A VIETNAMESE man suspected of having twice been trafficked into the UK by criminal gangs has been deported.

Campaigners and his friends criticised the decision, saying he was let down by the system.

The young man, in his mid-20s and who has not been named, lived in Swindon while his asylum claim was processed by the government. He lived briefly with the family of Labour councillor Fay Howard, under a Swindon City of Sanctuary scheme pairing refugees with homeowners in the town.

The councillor said she was distraught at the Vietnamese trafficking victim’s deportation. The young man, whom Mrs Howard regarded as a second son, enjoyed cooking, table tennis and learning English.

“Our country needs to do more for those individuals who find themselves trafficked here,” she said. “It’s true the police and the public do what they can to free those trafficked, but what of them then?

“They are not getting the help they need to be rehabilitated.”

She said her former lodger had been stuck in the bizarre situation of being sent to a Home Office detention centre last week and told he would be deported in five days. He was offered an appointment with a legal representative – but the slot was scheduled for several days after he was to be sent back to Vietnam.

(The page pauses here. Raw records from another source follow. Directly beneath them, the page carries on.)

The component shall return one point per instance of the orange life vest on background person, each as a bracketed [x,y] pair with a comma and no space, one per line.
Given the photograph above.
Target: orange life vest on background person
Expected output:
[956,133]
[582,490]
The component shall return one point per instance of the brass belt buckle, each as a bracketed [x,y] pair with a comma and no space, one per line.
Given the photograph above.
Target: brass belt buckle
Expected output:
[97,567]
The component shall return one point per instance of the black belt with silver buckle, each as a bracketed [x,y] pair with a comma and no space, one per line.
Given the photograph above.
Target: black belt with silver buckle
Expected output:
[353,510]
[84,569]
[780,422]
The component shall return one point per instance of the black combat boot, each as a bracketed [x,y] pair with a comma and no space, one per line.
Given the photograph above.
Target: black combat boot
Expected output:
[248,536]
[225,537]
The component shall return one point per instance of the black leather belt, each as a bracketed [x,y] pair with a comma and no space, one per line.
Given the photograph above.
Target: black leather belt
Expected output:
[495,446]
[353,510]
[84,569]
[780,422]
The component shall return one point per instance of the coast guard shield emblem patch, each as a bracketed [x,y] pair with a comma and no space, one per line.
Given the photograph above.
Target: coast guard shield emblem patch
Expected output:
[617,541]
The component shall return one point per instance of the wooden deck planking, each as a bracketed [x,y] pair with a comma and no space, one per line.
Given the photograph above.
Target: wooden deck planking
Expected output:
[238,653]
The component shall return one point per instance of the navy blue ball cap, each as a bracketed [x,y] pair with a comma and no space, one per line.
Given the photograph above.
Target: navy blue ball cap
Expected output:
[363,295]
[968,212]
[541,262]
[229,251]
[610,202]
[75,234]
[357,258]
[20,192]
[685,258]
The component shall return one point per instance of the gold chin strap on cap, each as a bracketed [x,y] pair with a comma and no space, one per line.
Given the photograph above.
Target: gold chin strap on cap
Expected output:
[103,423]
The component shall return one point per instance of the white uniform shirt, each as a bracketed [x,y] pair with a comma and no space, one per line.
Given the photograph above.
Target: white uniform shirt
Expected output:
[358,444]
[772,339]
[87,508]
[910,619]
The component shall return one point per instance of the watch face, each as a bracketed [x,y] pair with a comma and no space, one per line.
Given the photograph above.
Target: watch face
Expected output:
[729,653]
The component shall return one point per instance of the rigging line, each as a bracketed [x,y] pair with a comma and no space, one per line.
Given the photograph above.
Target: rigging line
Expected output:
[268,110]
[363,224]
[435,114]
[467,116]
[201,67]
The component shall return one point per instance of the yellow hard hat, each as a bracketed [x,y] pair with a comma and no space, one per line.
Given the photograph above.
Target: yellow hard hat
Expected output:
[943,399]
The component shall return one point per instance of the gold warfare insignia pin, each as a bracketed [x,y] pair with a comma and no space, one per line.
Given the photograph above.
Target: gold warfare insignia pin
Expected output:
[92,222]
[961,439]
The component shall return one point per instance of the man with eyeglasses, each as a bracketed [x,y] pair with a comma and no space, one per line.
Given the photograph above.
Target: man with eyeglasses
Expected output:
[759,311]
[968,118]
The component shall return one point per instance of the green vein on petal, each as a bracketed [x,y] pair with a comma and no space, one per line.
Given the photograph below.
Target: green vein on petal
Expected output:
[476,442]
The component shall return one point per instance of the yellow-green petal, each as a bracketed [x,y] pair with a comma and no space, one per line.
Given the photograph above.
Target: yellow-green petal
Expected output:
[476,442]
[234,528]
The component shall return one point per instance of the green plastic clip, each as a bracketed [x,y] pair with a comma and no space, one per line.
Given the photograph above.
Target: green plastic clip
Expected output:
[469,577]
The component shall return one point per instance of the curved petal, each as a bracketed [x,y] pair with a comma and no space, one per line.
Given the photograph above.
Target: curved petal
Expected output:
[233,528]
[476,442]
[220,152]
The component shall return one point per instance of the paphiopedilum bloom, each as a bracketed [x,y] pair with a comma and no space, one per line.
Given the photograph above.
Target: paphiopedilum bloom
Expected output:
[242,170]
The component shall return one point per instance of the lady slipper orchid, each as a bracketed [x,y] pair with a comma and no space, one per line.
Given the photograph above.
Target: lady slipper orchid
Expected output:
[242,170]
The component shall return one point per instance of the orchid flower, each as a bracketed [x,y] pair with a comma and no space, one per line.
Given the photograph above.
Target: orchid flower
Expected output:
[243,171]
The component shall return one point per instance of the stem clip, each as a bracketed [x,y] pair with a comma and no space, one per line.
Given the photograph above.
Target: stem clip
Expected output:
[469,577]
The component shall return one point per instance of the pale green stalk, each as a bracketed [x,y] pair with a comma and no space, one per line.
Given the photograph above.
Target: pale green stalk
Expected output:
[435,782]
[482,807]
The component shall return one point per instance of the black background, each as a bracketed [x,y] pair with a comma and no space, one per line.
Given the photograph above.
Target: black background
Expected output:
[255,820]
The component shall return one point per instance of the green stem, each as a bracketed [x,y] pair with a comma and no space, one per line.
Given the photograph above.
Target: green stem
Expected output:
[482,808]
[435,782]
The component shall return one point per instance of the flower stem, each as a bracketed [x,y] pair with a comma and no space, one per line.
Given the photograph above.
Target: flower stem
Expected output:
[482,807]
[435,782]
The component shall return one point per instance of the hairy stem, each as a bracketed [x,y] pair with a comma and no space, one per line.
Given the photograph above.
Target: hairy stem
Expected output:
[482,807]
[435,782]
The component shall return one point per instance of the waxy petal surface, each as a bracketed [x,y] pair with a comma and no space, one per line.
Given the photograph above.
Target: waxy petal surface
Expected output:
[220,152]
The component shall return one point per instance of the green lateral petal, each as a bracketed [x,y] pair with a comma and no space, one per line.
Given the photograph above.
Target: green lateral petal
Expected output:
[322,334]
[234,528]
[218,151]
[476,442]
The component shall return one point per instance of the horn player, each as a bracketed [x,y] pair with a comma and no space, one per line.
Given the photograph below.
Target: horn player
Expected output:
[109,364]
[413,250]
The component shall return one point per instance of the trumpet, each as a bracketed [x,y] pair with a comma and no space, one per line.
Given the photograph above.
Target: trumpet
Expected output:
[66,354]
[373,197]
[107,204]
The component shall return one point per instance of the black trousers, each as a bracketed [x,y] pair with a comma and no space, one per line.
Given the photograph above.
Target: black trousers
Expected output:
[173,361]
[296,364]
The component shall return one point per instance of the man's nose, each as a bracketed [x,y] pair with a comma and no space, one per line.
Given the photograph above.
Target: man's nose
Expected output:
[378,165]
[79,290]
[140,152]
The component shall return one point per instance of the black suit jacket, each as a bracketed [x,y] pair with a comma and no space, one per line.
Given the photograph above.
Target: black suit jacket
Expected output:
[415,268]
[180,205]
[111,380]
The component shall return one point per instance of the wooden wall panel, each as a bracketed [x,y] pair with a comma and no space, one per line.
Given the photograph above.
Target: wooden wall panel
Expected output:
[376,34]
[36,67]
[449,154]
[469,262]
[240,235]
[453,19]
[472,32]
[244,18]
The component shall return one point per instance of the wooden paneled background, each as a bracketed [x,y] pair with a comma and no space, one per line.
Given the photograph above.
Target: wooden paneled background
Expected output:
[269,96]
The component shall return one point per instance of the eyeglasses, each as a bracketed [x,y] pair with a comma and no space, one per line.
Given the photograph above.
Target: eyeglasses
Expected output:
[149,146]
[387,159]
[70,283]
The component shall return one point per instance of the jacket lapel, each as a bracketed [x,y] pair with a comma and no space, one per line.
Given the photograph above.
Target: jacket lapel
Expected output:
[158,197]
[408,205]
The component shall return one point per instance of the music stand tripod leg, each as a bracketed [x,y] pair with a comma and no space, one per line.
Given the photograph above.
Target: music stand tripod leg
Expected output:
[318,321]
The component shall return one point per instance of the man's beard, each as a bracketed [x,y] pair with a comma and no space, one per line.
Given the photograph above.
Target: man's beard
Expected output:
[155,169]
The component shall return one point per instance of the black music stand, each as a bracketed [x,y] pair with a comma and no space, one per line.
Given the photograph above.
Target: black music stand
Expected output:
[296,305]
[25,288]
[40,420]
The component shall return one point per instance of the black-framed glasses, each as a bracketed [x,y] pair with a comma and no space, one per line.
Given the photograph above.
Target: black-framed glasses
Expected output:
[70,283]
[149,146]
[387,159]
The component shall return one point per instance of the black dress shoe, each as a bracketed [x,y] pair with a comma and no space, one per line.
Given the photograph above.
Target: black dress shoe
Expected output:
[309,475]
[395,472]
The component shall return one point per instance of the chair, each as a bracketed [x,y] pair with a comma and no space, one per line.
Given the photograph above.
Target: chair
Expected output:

The Swindon Advertiser put the young man’s case to Home Secretary Sajid Javid when the minister visited the town on Friday.

Mr Javid said it was inappropriate for him to discuss an individual case. He added: “What is really important here is that when it comes to people trafficking, modern slavery, Britain is recognised a world leader with the Modern Slavery Act.”

However, Swindon City of Sanctuary's Nicola Wood said the young trafficking victim had been let down by the Home Office.

"The current system does not protect those who have been forced into modern slavery," she told the Advertiser.

“The Home Office has let down a young man who has suffered a lot and was finally finding support, friendship and love in Swindon. Someone who was following a legal process.

“He’s now been taken away, without much explanation, having been let down by the system that we believe should be protecting him from being re-trafficked.

“To regain the trust of the public, the Home Office urgently needs to restore legal aid for immigration cases and end immigration detention."